I have been a licenced MMJ pt since 2003 for ADHD (original diag.), 2004 car accident left me with a broken back, blown knee and shoulder. Since then I have been one happy person in chronic pain everyday but who knew. 

Finally, to help the gentelmen who asked the question. MMJ was ligitimized in my mind when I came off my ADHD meds after 3 years of Bio-feedback (second best thing ever) from 14-17, at the same time the great gift of MJ found me and life went from suspensions, expulsion and social nightmare. People have no Idea I am the same person. Even my own family said whatever you did was the greatist thing (untill I told them-they finally got over it-I come from a very conservative family) and they now swear by it, even though the claim it is not for them (my stash has been pinched-Dad). To sum this up, I have a degree that I couldn't have done without MMJ (college 2004-2007, 3 years bachlor's CSUF), open my own business fall 2007 (received accolades and I get paid while I get to check out pot clubs) and I am engaged to a wonderful woman (Med student, never smoked, hates the smell, wouldn't be caught dead within a block of a hippie) yet she is 100% unquestionable behind me. The point, life's great challange, what works for you. If MMJ works for you, you need to legtimize yourself and your beliefs and with this your wife should follow if she loves you (til death do us part, I am your rock and all that) and if not MMJ, is the least of your probems.

Hope this helps.
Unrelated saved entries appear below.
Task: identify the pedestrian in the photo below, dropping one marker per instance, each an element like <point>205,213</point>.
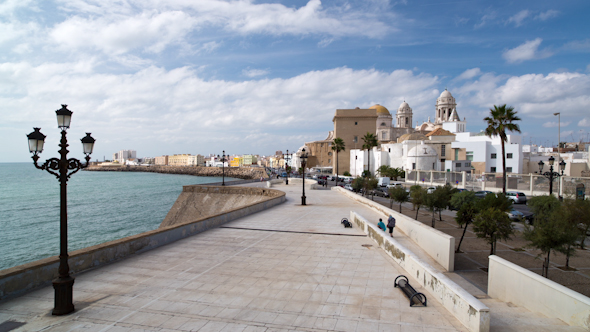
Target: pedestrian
<point>381,224</point>
<point>391,224</point>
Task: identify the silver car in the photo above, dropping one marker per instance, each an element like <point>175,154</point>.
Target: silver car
<point>516,197</point>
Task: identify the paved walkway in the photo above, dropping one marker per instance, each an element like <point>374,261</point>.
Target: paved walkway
<point>289,268</point>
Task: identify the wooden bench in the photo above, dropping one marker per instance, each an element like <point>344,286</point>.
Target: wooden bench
<point>415,297</point>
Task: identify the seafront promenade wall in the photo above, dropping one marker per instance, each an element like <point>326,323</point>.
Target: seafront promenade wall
<point>440,246</point>
<point>20,279</point>
<point>471,312</point>
<point>509,282</point>
<point>232,172</point>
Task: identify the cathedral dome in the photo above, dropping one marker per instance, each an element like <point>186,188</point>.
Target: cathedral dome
<point>445,94</point>
<point>381,110</point>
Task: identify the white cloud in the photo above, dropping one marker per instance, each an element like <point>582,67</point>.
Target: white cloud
<point>518,18</point>
<point>547,15</point>
<point>254,72</point>
<point>527,51</point>
<point>469,74</point>
<point>552,124</point>
<point>155,109</point>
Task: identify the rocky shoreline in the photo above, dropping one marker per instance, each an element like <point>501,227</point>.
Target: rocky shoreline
<point>246,173</point>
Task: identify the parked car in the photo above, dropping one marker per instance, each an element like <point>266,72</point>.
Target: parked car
<point>516,197</point>
<point>482,193</point>
<point>381,192</point>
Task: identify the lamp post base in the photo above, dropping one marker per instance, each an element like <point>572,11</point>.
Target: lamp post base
<point>63,296</point>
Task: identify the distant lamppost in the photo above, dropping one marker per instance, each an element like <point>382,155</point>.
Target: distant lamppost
<point>286,157</point>
<point>222,168</point>
<point>64,283</point>
<point>551,174</point>
<point>303,156</point>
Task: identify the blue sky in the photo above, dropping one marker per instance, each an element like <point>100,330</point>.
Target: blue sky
<point>182,76</point>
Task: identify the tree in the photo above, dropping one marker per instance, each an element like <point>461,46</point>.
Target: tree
<point>358,184</point>
<point>436,202</point>
<point>492,224</point>
<point>550,231</point>
<point>418,195</point>
<point>338,146</point>
<point>398,194</point>
<point>502,119</point>
<point>370,141</point>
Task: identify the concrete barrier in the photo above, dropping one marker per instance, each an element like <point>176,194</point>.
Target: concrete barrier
<point>20,279</point>
<point>509,282</point>
<point>471,312</point>
<point>440,246</point>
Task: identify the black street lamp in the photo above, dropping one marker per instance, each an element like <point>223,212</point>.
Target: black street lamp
<point>222,168</point>
<point>64,283</point>
<point>551,174</point>
<point>303,157</point>
<point>286,157</point>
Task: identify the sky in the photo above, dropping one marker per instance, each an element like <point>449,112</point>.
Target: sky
<point>253,77</point>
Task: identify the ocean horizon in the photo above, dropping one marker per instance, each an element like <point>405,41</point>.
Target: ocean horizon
<point>102,206</point>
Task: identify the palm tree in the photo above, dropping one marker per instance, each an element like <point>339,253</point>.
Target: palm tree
<point>338,145</point>
<point>501,120</point>
<point>370,142</point>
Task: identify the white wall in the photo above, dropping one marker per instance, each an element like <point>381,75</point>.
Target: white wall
<point>471,312</point>
<point>440,246</point>
<point>509,282</point>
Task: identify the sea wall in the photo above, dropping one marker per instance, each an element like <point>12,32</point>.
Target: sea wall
<point>440,246</point>
<point>23,278</point>
<point>509,282</point>
<point>232,172</point>
<point>471,312</point>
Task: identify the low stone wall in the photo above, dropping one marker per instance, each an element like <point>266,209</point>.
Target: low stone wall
<point>509,282</point>
<point>23,278</point>
<point>471,312</point>
<point>231,172</point>
<point>440,246</point>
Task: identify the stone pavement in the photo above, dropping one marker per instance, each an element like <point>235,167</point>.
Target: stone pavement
<point>289,268</point>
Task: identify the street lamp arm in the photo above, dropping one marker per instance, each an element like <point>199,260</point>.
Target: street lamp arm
<point>48,165</point>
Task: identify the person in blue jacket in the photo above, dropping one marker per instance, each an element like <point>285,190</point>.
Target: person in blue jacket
<point>381,224</point>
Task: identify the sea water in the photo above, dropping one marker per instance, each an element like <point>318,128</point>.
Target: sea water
<point>102,206</point>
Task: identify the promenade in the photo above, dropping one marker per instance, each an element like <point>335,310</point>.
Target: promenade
<point>289,268</point>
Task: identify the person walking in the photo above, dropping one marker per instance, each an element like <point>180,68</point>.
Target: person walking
<point>381,224</point>
<point>390,225</point>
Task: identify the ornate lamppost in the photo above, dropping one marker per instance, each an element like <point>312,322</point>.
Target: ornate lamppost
<point>303,156</point>
<point>286,157</point>
<point>551,174</point>
<point>64,283</point>
<point>222,168</point>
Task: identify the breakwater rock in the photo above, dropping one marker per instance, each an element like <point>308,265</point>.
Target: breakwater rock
<point>246,173</point>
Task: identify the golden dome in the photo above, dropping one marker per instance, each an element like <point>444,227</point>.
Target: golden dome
<point>381,110</point>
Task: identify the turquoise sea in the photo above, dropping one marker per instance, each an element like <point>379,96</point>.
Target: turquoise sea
<point>102,206</point>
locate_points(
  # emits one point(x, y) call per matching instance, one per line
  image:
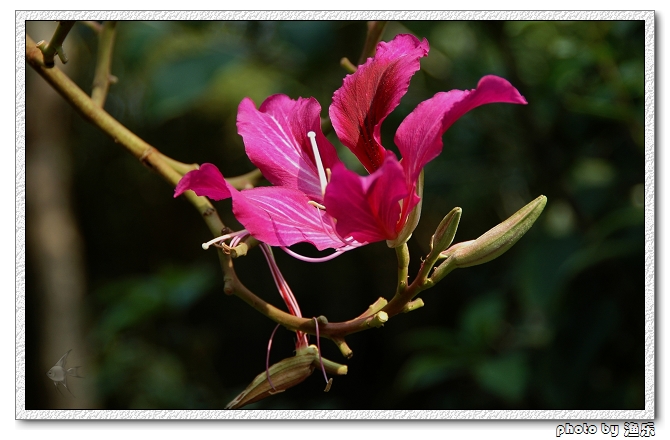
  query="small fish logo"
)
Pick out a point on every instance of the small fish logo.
point(59, 374)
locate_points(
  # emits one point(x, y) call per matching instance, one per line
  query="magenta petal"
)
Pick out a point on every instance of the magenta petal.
point(371, 93)
point(206, 181)
point(282, 217)
point(275, 137)
point(419, 137)
point(367, 208)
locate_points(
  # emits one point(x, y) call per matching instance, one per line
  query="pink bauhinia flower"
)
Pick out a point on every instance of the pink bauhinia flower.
point(315, 198)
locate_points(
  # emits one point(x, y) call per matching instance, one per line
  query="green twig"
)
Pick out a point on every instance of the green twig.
point(55, 45)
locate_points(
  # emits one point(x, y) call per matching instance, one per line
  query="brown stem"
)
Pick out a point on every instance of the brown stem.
point(172, 172)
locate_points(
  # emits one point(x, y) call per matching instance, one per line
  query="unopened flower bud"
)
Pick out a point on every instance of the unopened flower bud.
point(444, 234)
point(284, 375)
point(498, 240)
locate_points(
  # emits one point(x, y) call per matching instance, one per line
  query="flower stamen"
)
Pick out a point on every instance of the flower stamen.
point(316, 205)
point(319, 165)
point(217, 241)
point(267, 358)
point(329, 382)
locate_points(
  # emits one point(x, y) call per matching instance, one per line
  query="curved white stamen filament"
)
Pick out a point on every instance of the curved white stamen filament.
point(316, 205)
point(319, 165)
point(311, 259)
point(224, 237)
point(318, 345)
point(267, 358)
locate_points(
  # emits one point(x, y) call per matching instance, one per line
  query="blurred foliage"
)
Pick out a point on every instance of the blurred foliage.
point(556, 323)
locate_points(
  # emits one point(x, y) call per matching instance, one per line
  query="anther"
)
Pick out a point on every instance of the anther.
point(316, 205)
point(319, 165)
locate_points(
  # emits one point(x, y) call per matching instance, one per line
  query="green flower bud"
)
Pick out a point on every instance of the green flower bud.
point(444, 234)
point(498, 240)
point(285, 374)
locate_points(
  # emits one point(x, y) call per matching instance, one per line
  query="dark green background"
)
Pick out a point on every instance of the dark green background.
point(556, 323)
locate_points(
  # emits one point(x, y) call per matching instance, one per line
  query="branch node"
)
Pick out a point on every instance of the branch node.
point(344, 348)
point(379, 319)
point(413, 305)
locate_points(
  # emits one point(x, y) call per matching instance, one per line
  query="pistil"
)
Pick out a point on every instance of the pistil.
point(319, 165)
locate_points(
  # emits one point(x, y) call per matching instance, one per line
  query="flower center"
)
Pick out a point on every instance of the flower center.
point(319, 165)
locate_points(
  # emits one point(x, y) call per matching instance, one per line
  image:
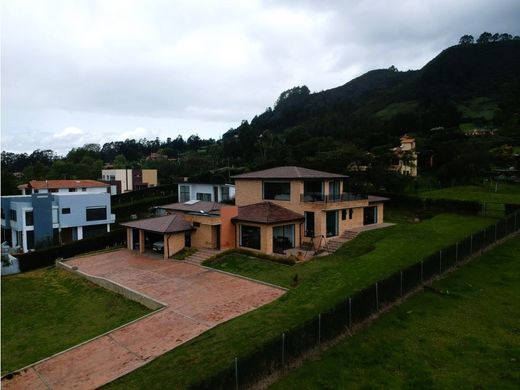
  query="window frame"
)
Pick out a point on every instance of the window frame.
point(276, 182)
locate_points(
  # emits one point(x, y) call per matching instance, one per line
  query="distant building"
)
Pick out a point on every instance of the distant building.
point(55, 211)
point(206, 192)
point(405, 157)
point(125, 180)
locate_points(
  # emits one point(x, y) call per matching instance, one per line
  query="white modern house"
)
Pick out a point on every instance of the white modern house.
point(56, 211)
point(206, 192)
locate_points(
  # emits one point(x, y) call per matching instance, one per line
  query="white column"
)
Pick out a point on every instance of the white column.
point(24, 246)
point(80, 232)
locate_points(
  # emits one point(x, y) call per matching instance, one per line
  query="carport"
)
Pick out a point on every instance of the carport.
point(172, 228)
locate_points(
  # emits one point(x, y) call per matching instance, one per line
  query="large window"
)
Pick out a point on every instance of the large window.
point(277, 190)
point(283, 238)
point(225, 193)
point(250, 236)
point(313, 191)
point(29, 220)
point(332, 223)
point(204, 196)
point(96, 213)
point(184, 193)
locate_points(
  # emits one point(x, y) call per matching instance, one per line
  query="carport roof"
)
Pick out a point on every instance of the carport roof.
point(266, 213)
point(166, 224)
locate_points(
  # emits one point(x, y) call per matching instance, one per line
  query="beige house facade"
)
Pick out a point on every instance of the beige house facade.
point(277, 210)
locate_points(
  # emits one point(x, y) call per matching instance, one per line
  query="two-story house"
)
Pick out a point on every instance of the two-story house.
point(126, 180)
point(206, 192)
point(276, 209)
point(55, 211)
point(319, 198)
Best of luck and take care.
-PhF


----------



## Barrelhse (Jan 17, 2008)

Straightness.


----------



## Fretless (Jan 18, 2008)

Initially, it was the first thing that relieved severe and episodically suicidal depression that had been going on for 7 years.  It was no ** depression, debilitating.  I finally decided to smoke some with my stoner friends.
   At first, I thought MJ had cured the depression, it was truly miraculous.  A few years later, I found that it isn't so much a cure as a treatment.  But whether we want to call it a stimulant or depressant (I tend to think it is both), I know hands down it's been very effective in alleviating that.
   I've noticed lately a lot of feedback from people's Doctors, warning people not to use MJ for depression, because it is a depressant.  I think this is another wave of misinformation and part of the larger attempt to discredit the medicinal qualities, as well as keep depressed people on pharmies! 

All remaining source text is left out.